Department of Pediatrics, Graduate School of Medicine, Kyoto University, 54 Kawahara-cho, Shogoin, Sakyo-ku, Kyoto, 606-8507, Japan.
Int J Hematol. 2022 Jul;116(1):41-47. doi: 10.1007/s12185-022-03361-5. Epub 2022 May 14.
Allogeneic hematopoietic cell transplantation (HCT) can be curative for a variety of non-malignant diseases (NMDs) as well as hematological malignancies. However, there are several fundamental differences between HCT for NMDs and hematological malignancies, which may necessitate the use of alternative HCT strategies. For example, these diseases differ in the intensity of conditioning regimen sufficient to improve disease. In addition, patients with NMDs are at higher risk of graft failure or mixed chimerism following HCT, and gain no or little survival benefit from graft-versus-host disease. Because more than 80% of patients with NMDs become long-term survivors, greater attention has been paid to late adverse effects and decreased of quality of life after HCT. This review addresses several unresolved issues in allogeneic HCT for patients with NMDs, such as (1) stem cell source, (2) conditioning regimen, (3) use of serotherapy or low-dose irradiation, and (4) therapeutic intervention for mixed chimerism. Resolving these issues may improve transplant outcomes in patients with NMDs.

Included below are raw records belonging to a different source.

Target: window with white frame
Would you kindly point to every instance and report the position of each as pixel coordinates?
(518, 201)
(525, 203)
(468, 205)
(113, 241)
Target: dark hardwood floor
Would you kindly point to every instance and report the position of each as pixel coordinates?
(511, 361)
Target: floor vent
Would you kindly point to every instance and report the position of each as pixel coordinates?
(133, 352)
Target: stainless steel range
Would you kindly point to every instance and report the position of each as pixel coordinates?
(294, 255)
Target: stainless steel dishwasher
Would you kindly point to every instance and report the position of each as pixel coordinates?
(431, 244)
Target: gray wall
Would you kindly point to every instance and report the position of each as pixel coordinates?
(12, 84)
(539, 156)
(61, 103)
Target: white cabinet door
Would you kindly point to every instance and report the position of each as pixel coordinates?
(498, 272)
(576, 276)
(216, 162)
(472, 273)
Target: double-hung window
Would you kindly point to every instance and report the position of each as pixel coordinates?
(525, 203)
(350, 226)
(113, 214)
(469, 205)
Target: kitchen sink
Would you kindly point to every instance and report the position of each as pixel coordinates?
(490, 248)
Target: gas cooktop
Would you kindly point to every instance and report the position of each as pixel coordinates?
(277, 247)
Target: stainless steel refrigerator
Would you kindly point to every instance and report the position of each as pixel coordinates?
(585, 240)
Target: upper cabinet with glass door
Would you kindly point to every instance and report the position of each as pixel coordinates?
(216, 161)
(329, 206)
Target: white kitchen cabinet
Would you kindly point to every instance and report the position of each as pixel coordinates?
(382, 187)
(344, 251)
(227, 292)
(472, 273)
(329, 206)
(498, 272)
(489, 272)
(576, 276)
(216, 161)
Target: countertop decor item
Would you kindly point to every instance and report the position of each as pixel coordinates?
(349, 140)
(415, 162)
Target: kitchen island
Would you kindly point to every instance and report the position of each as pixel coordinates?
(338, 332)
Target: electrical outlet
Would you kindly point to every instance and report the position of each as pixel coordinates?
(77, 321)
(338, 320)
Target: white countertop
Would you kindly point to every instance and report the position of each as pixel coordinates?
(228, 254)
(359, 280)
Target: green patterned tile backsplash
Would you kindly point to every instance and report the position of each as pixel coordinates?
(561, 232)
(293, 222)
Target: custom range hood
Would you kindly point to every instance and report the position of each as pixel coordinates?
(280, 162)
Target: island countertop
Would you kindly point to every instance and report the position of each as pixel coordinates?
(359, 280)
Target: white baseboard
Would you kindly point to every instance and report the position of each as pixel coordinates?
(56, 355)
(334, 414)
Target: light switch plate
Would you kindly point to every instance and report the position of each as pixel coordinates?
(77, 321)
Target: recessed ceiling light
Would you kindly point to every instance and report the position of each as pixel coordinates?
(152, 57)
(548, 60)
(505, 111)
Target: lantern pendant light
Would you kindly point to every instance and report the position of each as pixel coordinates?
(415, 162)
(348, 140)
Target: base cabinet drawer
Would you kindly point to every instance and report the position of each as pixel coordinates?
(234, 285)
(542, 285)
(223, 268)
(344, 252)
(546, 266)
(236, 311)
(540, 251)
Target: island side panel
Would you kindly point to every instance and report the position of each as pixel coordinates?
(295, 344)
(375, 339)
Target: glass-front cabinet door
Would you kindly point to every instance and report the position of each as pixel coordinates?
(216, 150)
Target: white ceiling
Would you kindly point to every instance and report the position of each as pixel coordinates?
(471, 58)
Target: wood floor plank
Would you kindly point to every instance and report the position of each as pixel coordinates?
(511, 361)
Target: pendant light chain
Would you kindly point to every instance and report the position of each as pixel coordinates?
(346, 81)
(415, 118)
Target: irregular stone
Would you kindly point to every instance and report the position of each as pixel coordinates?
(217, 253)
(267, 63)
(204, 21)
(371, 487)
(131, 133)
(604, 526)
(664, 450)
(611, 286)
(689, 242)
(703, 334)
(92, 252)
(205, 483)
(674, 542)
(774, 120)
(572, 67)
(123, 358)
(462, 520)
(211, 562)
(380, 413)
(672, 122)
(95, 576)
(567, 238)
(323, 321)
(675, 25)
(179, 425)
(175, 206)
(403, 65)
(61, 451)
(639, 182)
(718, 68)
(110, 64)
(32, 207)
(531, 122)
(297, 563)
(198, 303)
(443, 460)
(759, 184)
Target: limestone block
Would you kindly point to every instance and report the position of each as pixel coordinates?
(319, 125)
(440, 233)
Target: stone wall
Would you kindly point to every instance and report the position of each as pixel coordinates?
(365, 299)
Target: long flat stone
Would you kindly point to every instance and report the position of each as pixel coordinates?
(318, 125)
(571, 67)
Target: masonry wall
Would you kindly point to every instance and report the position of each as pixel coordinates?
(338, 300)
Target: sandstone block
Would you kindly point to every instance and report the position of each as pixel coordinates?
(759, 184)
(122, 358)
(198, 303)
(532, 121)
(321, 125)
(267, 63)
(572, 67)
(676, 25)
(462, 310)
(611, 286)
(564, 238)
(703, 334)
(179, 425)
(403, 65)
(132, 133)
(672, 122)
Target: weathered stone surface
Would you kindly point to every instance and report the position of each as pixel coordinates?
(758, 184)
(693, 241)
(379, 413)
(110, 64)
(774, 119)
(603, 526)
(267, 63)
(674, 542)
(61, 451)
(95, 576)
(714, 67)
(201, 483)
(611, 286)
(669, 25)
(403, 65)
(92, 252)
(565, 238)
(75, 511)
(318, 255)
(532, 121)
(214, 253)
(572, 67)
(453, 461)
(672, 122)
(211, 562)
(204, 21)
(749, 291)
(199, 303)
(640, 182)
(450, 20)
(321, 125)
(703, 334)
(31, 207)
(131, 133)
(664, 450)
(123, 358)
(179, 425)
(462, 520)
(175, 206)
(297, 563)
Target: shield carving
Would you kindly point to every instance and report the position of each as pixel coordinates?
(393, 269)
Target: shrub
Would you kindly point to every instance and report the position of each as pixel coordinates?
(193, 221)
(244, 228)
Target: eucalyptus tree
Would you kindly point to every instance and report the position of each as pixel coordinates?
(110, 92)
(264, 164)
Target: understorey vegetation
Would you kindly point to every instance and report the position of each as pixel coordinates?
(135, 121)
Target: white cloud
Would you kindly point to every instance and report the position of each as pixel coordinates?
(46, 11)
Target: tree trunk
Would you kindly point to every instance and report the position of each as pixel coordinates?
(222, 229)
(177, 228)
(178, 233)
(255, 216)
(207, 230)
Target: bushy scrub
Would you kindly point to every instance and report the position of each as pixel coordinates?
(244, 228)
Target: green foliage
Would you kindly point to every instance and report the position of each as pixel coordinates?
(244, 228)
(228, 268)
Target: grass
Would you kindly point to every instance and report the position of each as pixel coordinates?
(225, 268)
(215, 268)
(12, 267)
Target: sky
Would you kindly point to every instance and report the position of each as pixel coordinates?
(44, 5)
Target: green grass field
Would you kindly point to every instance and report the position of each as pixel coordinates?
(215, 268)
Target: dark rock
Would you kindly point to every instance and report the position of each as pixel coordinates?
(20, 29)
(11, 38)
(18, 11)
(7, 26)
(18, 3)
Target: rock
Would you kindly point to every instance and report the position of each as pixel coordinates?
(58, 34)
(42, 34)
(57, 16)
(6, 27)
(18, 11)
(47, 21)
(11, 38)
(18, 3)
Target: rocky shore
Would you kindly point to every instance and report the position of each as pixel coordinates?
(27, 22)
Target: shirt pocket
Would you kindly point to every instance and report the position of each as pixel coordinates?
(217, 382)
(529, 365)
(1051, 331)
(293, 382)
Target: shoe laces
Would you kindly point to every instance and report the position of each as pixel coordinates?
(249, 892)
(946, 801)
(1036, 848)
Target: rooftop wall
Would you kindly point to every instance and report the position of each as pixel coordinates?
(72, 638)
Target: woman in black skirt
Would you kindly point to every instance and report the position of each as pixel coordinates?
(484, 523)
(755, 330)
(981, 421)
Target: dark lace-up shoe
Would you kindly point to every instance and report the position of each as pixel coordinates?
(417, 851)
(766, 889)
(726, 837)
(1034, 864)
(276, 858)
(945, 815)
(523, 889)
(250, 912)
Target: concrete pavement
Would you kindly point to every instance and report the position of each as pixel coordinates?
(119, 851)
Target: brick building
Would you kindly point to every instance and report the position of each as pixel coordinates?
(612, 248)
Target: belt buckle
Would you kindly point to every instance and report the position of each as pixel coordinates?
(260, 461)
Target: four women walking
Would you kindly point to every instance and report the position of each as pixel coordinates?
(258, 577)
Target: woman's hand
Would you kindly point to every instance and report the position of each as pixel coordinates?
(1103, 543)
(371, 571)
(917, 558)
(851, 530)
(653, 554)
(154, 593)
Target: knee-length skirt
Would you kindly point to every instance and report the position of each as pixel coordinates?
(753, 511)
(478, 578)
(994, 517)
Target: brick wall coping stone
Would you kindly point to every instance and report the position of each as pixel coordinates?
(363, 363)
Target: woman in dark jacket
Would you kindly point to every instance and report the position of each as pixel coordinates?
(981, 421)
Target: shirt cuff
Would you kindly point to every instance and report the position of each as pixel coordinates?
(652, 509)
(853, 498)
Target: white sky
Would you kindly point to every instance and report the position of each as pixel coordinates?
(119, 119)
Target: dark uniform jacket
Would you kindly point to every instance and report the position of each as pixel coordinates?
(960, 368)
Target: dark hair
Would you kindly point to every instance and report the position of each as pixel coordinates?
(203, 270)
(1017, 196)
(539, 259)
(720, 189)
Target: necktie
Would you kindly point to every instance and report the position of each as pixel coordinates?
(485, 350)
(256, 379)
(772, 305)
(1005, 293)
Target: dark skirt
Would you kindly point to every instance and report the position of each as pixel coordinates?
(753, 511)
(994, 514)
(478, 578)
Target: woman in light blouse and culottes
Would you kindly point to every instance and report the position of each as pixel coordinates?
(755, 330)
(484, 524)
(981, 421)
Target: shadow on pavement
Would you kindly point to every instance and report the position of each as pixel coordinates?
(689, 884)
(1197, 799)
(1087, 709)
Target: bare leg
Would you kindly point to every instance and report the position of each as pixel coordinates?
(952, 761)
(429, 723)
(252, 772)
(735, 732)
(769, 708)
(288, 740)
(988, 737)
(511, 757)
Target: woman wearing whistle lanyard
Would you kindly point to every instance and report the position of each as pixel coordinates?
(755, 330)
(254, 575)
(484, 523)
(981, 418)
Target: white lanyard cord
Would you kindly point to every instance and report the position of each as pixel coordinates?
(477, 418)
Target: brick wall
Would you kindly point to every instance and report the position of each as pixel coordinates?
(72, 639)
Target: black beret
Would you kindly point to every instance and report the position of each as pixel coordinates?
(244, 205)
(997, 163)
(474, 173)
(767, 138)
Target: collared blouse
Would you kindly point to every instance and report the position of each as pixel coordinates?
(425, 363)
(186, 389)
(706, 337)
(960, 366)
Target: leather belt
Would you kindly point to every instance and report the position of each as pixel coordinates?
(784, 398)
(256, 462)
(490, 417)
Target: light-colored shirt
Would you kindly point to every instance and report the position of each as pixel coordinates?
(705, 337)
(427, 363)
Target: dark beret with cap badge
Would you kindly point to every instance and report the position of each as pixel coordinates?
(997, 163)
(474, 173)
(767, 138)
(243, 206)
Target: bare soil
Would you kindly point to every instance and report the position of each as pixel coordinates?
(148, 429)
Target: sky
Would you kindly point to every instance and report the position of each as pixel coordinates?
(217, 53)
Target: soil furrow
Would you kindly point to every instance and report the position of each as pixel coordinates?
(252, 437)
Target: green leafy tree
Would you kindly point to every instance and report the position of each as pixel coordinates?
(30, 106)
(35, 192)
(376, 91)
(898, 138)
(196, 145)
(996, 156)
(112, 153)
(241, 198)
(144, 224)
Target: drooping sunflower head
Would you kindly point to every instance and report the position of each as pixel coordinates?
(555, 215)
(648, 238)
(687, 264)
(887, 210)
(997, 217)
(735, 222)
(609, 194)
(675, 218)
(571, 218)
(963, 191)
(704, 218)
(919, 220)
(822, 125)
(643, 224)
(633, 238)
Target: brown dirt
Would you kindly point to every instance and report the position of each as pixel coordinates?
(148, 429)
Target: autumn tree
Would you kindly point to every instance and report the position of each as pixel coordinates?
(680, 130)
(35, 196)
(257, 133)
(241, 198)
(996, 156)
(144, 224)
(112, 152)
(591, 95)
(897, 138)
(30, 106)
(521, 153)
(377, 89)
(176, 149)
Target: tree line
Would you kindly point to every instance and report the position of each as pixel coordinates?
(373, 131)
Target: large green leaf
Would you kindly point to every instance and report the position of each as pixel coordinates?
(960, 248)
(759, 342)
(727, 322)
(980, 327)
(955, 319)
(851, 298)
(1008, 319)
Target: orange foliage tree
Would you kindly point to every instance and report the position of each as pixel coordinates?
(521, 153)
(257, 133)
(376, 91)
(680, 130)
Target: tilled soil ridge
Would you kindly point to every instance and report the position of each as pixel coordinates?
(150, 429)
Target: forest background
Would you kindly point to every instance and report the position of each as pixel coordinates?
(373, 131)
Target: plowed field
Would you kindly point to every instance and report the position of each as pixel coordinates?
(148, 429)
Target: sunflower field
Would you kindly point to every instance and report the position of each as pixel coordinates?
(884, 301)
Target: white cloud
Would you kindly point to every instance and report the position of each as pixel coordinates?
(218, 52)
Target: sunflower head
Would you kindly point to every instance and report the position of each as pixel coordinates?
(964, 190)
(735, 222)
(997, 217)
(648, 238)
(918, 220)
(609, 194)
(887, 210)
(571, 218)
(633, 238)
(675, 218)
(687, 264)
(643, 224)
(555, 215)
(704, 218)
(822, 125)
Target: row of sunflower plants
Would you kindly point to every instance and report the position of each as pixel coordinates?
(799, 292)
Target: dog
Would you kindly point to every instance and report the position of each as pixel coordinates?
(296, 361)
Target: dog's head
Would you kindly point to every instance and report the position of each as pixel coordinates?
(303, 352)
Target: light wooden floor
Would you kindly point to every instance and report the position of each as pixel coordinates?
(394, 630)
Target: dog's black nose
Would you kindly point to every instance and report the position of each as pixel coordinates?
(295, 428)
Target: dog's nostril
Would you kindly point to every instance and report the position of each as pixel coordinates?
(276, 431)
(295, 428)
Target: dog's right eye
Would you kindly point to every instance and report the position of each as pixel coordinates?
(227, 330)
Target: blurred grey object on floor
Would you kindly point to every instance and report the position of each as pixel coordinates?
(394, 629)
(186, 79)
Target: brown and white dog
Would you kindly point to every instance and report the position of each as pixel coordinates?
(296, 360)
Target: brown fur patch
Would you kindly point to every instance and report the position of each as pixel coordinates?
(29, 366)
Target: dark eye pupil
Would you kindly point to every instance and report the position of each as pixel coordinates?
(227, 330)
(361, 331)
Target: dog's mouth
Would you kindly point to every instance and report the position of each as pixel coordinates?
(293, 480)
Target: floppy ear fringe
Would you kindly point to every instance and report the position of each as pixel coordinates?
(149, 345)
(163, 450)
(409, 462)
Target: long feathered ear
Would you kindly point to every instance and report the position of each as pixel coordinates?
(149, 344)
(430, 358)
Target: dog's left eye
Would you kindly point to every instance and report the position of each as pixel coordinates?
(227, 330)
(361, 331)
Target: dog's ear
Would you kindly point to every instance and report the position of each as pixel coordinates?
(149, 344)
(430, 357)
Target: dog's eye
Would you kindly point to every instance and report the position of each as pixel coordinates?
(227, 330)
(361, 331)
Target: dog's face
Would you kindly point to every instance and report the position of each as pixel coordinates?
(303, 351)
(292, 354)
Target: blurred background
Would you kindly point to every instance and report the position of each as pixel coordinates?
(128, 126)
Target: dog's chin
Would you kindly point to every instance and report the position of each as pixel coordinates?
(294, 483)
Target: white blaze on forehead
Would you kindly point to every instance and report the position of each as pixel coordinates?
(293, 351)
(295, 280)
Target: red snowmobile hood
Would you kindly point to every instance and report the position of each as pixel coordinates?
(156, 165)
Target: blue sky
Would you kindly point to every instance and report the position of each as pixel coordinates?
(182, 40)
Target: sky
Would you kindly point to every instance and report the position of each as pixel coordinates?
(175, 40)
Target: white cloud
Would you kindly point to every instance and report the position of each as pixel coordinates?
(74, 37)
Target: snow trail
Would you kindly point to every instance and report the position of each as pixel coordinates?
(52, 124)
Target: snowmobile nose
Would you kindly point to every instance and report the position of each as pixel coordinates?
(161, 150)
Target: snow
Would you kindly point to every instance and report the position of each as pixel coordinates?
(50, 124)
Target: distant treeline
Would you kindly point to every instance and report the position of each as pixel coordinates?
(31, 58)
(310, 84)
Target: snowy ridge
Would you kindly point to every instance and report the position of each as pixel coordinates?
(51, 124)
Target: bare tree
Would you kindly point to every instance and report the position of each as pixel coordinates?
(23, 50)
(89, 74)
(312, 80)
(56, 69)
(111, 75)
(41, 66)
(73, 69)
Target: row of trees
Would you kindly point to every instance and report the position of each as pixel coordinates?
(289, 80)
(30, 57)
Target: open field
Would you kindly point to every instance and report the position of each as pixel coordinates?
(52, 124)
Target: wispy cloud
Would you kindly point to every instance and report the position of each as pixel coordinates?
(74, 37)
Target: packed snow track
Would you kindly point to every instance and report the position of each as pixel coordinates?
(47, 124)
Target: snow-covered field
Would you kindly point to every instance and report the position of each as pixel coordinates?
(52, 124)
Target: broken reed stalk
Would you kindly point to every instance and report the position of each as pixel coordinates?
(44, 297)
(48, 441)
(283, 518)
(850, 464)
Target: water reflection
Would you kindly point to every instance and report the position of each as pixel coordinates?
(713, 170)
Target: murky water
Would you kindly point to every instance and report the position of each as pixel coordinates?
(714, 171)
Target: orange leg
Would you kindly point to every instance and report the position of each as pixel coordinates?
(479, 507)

异基因造血细胞移植(HCT)可治愈多种非恶性疾病(NMD)和血液系统恶性肿瘤。然而,NMD 和血液系统恶性肿瘤的 HCT 之间存在一些根本差异,可能需要采用替代的 HCT 策略。例如,这些疾病在改善疾病所需的预处理方案强度方面存在差异。此外,NMD 患者在 HCT 后发生移植物失败或混合嵌合体的风险较高,并且不会从移植物抗宿主病中获得生存获益或获益甚微。由于超过 80%的 NMD 患者成为长期幸存者,因此人们更加关注 HCT 后晚期不良事件和生活质量下降的问题。本文针对 NMD 患者异基因 HCT 中的几个未解决的问题进行了讨论,例如(1)干细胞来源,(2)预处理方案,(3)使用血清疗法或低剂量照射,以及(4)混合嵌合体的治疗干预。解决这些问题可能会改善 NMD 患者的移植结果。